Kidneys are extraordinary organs. They filter a person’s entire volume of blood about 60 times daily. Put another way, kidneys filter about 180 liters of blood per day. They regulate blood pressure, synthesize hormones, and create red blood cells. For National Kidney Month, learn more about kidney diseases—including the surprising medical mystery of an emerging kidney disease in Central America.
Chronic Kidney Disease
Chronic kidney disease (CKD) can be devastating. CKD is when the kidneys become so damaged that they struggle to effectively filter blood. It is a slow burn of an illness, often called a “silent disease,” as kidney damage accumulates asymptomatically over the decades. About 15% of Americans have CKD, but many do not know it.
CKD is part of a constellation of comorbid chronic diseases that are often found together. For example, CKD patients are far more likely than those without CKD to suffer from diseases such as diabetes, hypertension, cardiovascular disease, and anemia. As a patient’s CKD progresses, their risk of other chronic diseases increases. For this reason, CKD has been termed a “disease multiplier.”
Risk factors for CKD include diabetes, high blood pressure, obesity, age, being African-American, Hispanic, Native American or Asian, and having a family history of kidney disease. As the number of young people with conditions like diabetes and obesity increases, so too does the number of young people at risk for CKD. Patients at risk for CKD should regularly get their kidney function tested.
Treatments exist for CKD, but there is no cure. And the treatments that do exist for serious chronic kidney disease—dialysis, and ultimately, kidney transplants—are no walk in the park. This makes prevention especially important. To lower their risk of CKD, your patients should:
● Achieve and maintain a healthy weight
● Quit smoking, if they smoke
● Eat a healthy diet low in sodium and exercise regularly
● Manage their diabetes, if they have diabetes
● Keep their blood pressure within a healthy range
Acute Kidney Disease
Acute kidney disease, also called acute renal failure or acute kidney failure, is when the kidneys become damaged in a matter of hours or days. Acute kidney failure is generally caused by one of three things: impaired blood flow to the kidney, direct damage to the kidney, or a blockage of the ureters, the tubes that channel waste from the kidney to the bladder. Acute kidney failure generally requires hospitalization.
One cause of acute kidney failure can be overuse of over-the-counter pain medications such as acetaminophen (Tylenol, others), naproxen sodium (Aleve, others) and ibuprofen (Advil, Motrin IB, others). Remind your patients to follow the instructions for how and when to take these medications, and explain why. Remember: just because over-the-counter painkillers don’t require a prescription does not mean they are harmless!

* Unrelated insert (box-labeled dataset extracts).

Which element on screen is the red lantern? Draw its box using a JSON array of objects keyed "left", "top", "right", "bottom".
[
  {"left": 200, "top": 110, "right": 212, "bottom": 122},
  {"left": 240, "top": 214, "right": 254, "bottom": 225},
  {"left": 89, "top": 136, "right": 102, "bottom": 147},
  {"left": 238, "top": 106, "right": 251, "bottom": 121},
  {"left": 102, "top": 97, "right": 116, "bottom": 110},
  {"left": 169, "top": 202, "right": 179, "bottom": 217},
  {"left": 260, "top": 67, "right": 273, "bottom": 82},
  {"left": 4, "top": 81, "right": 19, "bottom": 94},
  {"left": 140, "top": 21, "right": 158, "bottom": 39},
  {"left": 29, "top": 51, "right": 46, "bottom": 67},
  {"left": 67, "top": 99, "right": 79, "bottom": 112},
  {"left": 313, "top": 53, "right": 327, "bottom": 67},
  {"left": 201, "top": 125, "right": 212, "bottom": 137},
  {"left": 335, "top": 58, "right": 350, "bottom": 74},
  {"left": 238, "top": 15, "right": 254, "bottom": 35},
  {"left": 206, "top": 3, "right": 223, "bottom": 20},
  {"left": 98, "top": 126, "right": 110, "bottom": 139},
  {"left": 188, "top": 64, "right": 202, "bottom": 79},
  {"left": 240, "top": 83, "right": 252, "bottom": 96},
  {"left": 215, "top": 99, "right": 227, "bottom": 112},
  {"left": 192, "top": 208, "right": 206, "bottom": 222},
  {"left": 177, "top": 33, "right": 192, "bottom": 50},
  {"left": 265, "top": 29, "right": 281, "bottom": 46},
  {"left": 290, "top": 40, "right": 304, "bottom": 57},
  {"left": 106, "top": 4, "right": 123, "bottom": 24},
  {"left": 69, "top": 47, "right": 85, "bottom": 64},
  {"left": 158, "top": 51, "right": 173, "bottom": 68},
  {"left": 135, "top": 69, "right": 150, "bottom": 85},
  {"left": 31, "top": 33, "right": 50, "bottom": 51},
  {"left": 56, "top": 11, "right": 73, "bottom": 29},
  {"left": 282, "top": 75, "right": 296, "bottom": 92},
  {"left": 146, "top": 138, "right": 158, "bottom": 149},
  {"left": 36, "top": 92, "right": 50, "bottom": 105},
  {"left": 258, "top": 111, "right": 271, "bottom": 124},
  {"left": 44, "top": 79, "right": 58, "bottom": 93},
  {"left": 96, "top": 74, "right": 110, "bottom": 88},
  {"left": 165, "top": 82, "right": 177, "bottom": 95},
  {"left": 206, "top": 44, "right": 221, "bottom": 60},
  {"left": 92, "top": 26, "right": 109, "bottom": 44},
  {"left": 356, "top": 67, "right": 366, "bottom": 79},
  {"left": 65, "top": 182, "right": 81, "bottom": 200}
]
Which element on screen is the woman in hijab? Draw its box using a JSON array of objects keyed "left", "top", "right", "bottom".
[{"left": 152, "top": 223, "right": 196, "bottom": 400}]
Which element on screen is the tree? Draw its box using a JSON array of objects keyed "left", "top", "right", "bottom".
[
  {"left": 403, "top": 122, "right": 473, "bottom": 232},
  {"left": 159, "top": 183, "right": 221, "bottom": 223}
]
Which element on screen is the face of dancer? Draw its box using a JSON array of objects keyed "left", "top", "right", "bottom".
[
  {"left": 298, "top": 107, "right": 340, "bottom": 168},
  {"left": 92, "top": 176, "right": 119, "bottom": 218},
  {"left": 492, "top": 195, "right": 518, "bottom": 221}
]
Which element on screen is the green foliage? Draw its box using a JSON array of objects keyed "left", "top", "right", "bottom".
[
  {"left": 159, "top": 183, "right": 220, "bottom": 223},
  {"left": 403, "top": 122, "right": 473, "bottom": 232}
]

Mesoamerican nephropathy: an emerging medical mystery
Over the last decade, chronic kidney disease rates have soared in Central America. Mysteriously, this form of kidney disease—which has been termed Mesoamerican nephropathy— affects healthy young men, without diabetes or any other common risk factors for CKD. However many of these men do have something in common: they are often agricultural laborers, working physically demanding jobs in hot conditions. There is no known cause of Mesoamerican nephropathy, but one hypothesis is that it is caused by a combination of recurrent dehydration and painkiller use. Although it is called Mesoamerican neuropathy, a similar kidney disease has been found in Sri Lanka.
What does this mean for you, as a clinician? The United States is not exempt from global health trends. Keep an eye on the news, and keep an eye on your patients. If you practice in a hot area—such as Texas, Arizona, Florida, or California—the research suggests that your patients who work agricultural jobs or otherwise labor outdoors may be vulnerable to Mesoamerican nephropathy.
With these tips in mind, go forward and help your patients keep their kidneys in top shape!